あの頃は恐れ多くて選手と交流する事がなかった私は、なんて純粋だったんだろうと思う。
せめて挨拶を交わせるくらいになっていればと後悔すら遅い。

「ふぅー」

深呼吸をして気持ちを切り替える。
ここからは私の腕の見せどころ。彼らにスポットライトを当てるのよ!

『只今より、第12回運輸組合ソフトボール大会を始めます。一回戦、先攻はCITロジスティクスサービスです』

よし、いつもの私が戻って来た。

『1番、バッター。河本健かわもとたける

ここから彼が率いるチームが、どんなものか見届けるわ。私はスコアブックを開いて鉛筆を握った。
1番打者はなんとしても塁に出なければならない。そのため、左バッターで足の速い細身で小回りが利きそうな人が多い。
河本選手は正にそんなタイプだって。このタイミングで大きいのは要らない。兎に角、次に繋ぐのが彼の役割だ。

河本選手は内角ストレートをコンパクトに打ち付けた。

(あっ、抜けた!)

初回から三遊間を抜け、ノーアウトランナー1塁となる。
※三遊間 三塁手サード遊撃手ショートの間。

『2番、バッター。原田羽七はらだはな

この子は2番なのね。手元の資料を見るとスイッチヒッターと書いてあった。

(うそ! ソフトボールでもいるんだ。しかもあんな小柄なのに?)

彼女は左のバッターボックスに入った。
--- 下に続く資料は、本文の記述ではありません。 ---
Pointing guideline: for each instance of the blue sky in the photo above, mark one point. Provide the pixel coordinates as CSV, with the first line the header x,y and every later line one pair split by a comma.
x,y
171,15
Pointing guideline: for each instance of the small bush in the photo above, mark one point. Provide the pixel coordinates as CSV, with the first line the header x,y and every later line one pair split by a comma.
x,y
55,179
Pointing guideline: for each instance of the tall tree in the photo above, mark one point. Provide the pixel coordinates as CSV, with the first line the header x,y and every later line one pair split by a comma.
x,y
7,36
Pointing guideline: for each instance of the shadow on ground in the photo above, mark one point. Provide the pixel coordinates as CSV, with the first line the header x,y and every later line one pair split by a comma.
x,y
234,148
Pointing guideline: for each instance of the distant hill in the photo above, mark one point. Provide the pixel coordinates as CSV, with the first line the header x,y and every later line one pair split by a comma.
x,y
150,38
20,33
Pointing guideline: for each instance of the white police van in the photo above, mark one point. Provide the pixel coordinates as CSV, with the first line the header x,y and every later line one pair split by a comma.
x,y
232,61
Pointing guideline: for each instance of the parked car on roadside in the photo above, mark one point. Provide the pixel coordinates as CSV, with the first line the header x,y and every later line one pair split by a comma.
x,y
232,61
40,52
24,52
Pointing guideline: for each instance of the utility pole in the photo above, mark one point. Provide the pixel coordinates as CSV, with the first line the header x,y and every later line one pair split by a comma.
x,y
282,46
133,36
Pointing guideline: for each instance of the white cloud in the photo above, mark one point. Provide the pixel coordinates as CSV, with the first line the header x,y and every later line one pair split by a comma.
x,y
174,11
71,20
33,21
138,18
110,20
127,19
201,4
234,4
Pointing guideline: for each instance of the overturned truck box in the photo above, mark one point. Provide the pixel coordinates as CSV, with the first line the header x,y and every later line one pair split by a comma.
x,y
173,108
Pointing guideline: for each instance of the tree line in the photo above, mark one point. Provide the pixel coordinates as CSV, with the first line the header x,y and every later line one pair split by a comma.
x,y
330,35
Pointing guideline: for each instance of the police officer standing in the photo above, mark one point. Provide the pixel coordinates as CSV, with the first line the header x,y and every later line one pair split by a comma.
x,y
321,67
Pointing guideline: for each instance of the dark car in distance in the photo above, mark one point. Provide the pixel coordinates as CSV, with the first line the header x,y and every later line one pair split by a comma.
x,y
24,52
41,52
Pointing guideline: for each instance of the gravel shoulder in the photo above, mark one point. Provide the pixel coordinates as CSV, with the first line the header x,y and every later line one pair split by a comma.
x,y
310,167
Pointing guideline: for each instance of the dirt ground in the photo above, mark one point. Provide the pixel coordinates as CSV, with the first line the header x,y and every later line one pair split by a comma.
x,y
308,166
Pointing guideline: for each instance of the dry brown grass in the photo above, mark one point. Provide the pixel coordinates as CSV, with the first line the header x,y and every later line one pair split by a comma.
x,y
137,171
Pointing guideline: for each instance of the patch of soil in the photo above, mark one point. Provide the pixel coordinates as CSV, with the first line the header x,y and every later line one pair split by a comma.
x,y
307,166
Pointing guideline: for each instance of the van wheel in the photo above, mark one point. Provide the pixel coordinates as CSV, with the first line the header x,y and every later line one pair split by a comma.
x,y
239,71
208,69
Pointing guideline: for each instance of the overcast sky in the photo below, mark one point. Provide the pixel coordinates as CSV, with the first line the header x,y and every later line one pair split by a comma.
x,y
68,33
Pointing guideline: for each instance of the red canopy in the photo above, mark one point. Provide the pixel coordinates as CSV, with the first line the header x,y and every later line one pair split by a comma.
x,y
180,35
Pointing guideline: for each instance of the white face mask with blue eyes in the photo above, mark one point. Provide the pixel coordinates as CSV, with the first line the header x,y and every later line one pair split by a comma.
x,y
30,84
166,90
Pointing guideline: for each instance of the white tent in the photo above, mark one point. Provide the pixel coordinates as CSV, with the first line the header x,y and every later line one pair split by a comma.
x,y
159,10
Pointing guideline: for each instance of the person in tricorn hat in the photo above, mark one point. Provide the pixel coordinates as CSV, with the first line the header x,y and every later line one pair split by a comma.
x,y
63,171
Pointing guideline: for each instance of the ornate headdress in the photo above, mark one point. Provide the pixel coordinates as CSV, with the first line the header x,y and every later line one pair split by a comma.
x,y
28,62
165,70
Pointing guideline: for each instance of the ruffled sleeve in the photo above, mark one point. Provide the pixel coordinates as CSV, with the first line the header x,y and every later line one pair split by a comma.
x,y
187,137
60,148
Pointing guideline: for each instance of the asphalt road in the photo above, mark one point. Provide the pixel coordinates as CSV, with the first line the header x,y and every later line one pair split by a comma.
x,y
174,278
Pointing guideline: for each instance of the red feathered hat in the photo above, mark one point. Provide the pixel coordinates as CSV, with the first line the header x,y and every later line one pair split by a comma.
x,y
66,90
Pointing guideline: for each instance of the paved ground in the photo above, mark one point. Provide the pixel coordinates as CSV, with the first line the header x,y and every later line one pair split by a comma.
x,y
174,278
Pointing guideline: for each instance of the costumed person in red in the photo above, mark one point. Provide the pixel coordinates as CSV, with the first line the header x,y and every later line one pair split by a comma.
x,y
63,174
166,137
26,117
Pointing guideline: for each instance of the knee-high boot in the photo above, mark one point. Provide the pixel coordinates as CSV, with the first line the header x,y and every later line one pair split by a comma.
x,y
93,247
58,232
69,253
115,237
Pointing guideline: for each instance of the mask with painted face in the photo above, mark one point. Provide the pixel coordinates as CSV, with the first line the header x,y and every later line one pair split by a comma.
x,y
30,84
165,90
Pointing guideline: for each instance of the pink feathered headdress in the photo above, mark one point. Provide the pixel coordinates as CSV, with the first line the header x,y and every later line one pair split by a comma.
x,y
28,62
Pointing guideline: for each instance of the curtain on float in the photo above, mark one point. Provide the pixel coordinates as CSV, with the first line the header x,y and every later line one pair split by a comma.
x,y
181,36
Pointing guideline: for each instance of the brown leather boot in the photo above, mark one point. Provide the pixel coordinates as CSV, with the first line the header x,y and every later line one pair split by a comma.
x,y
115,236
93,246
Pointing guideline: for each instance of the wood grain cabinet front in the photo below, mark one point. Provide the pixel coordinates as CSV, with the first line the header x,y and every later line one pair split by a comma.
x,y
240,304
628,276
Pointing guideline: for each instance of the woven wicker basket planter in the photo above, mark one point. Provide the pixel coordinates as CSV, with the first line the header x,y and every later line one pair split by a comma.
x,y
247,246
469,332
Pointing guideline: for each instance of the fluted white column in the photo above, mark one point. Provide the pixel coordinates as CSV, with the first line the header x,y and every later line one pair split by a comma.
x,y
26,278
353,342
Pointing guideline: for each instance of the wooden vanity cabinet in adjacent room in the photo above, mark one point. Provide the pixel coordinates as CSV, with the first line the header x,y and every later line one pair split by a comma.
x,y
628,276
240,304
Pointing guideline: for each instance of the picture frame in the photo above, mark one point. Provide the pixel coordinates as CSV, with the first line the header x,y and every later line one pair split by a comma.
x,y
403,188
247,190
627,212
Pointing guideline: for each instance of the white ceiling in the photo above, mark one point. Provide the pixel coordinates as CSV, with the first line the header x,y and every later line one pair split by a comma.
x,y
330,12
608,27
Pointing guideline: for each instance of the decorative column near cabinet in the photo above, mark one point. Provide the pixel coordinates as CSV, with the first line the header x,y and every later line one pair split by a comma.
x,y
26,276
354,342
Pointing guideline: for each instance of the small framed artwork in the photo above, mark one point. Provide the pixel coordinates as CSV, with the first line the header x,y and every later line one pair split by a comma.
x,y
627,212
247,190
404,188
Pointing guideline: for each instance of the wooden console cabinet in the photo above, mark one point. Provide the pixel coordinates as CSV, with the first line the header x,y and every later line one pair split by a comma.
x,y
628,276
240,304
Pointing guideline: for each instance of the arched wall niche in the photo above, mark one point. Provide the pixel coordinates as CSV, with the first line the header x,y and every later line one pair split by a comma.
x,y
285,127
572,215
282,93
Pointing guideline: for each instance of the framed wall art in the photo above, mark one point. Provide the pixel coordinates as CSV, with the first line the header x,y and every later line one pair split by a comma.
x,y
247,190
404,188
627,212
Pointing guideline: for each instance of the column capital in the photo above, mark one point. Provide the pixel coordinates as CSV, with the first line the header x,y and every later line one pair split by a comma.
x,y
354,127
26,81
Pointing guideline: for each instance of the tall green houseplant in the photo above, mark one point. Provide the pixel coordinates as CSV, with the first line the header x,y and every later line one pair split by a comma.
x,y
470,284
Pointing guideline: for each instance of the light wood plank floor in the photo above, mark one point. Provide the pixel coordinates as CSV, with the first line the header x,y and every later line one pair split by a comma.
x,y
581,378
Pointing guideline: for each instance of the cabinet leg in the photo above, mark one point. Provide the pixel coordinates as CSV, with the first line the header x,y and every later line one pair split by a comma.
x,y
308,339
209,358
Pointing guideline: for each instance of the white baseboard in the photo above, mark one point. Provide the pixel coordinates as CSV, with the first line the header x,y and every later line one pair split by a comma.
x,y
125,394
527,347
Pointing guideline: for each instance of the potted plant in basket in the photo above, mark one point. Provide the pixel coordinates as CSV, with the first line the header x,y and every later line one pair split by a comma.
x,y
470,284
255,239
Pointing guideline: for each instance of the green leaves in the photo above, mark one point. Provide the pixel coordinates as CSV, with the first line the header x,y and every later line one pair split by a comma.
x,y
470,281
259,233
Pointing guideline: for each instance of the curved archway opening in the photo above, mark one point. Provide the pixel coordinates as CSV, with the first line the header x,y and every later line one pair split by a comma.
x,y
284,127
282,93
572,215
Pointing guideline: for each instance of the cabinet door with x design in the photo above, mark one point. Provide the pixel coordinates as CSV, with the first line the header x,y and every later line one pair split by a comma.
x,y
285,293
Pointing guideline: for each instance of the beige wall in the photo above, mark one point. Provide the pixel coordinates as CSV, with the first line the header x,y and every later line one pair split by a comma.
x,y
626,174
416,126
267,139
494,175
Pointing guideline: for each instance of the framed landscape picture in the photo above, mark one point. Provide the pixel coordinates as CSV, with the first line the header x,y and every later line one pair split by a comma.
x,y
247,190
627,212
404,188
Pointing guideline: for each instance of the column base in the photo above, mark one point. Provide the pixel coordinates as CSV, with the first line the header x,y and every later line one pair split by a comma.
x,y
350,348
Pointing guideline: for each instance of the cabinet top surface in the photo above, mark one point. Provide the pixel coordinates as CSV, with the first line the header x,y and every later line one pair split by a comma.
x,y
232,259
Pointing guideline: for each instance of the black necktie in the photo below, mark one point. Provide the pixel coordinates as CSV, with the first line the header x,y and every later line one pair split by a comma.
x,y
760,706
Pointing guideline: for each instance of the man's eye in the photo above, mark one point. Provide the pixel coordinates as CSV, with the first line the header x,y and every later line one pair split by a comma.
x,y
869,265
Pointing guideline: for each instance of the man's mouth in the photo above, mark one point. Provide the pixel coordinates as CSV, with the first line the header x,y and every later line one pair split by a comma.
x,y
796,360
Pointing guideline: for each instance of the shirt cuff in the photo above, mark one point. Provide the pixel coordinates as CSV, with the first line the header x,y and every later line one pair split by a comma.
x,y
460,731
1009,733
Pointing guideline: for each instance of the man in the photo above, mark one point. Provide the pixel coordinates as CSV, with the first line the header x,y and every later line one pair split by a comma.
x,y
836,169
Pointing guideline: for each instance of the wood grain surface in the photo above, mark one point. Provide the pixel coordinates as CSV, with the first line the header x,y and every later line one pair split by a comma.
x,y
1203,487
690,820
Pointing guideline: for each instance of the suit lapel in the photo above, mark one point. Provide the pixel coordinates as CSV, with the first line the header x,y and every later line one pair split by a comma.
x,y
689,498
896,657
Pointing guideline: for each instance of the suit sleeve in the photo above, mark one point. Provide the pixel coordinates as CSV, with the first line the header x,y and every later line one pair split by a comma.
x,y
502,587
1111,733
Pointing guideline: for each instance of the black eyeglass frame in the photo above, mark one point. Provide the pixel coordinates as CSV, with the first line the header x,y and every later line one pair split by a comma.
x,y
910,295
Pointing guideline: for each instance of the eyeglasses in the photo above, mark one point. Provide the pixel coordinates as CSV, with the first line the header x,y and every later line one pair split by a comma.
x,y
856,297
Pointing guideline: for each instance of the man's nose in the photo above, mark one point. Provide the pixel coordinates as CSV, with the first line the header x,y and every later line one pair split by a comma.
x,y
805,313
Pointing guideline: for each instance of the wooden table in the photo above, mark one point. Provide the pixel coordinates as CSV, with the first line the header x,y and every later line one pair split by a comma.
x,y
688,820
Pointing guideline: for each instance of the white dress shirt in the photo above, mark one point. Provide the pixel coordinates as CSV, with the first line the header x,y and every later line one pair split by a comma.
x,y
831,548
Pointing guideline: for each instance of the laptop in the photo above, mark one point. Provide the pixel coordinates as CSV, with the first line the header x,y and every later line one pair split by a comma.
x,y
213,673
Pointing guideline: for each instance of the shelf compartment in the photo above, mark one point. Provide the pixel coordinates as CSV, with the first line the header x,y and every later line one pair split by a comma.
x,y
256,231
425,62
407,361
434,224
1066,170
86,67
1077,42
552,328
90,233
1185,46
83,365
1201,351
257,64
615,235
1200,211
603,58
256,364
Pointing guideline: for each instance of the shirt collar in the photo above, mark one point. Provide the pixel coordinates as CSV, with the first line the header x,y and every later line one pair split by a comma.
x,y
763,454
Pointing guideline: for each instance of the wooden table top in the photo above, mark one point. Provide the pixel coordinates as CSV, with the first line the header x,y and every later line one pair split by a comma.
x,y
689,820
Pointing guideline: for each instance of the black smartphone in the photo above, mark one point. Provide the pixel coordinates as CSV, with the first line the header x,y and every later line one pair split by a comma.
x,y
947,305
できるだけ1塁に近い方がいいと判断したという事は、セーフティーバントを仕掛けるつもりだろう。
1塁ランナーを2塁に送り、自分も活きる手法だ。野球では基本中の基本。

(さすが、安藤監督。一回の攻撃から手堅く行くのね)

実は私、彼のサインが少し読めるの。ここという時に帽子のツバを中指で跳ねるのよ。多分本人も知らない癖。
あれが出ると、何か一発勝負を仕掛ける前触れ。
彼の眼は、まさに獲物を狙っているようで、その顔は野生動物が敵を威嚇するときのものに似ている。

(全然変わってないない! あの頃と同じ!)

原田選手がサインを読み終わると、バットを寝かせバントの構えを取った。初めから構えるのだから送りバントだろう。

内角シュート見送り、ワンストライク。
2球目、高めボール。
そして、ピッチャーが3球目のセットポジションに入った時、原田選手がじりっと後ろに下った。バッターボックスの後方ギリギリに立っている。

(何か仕掛けてくるわ!)

外角高めの、速いストレートが彼女を襲う。あれはさすがに無理だと思った瞬間だった。

コンッ……

「セーフ!」
(今の、なに⁉︎)
「羽七。良くやった!」

高めのボールに対して、軽くステップをして上から叩き付けるようにバットに当てた。
バントシフトで三塁手は前進しており、その目の前でボールはバウンドして三塁手の頭上を越えた。ボテボテの当たりだったのに加えて、ショートは2塁寄りに守っていたからカバーが追いつかない。

(何これ! これがソフトボールなの⁉︎)

正直に言うと、派手さもスピードも野球に比べたら全然劣っている。でもそれは間違いだった。あの動きは野球ではなかなかできない。

「お見事」

ノーアウト1、2塁となり打順はクリーンアップに繋がった。
野球ならばワンヒットで2塁からホームを狙える。しかし、アマチュアのソフトボールでは難しいだろう。それは、ランナーはリードができないから。
ピッチャーの手からボールが離れる前に、足が塁から離れたら離塁アウトになってしまうのだ。

「おい! デカいやつ頼む!」

安藤監督は大きな声でバッターに言い、サインはなにも出さなかった。
選手の特徴を活かし、チャンスの時ほど彼らを信じて任せる。私はそんな安藤さんの野球が大好きなの。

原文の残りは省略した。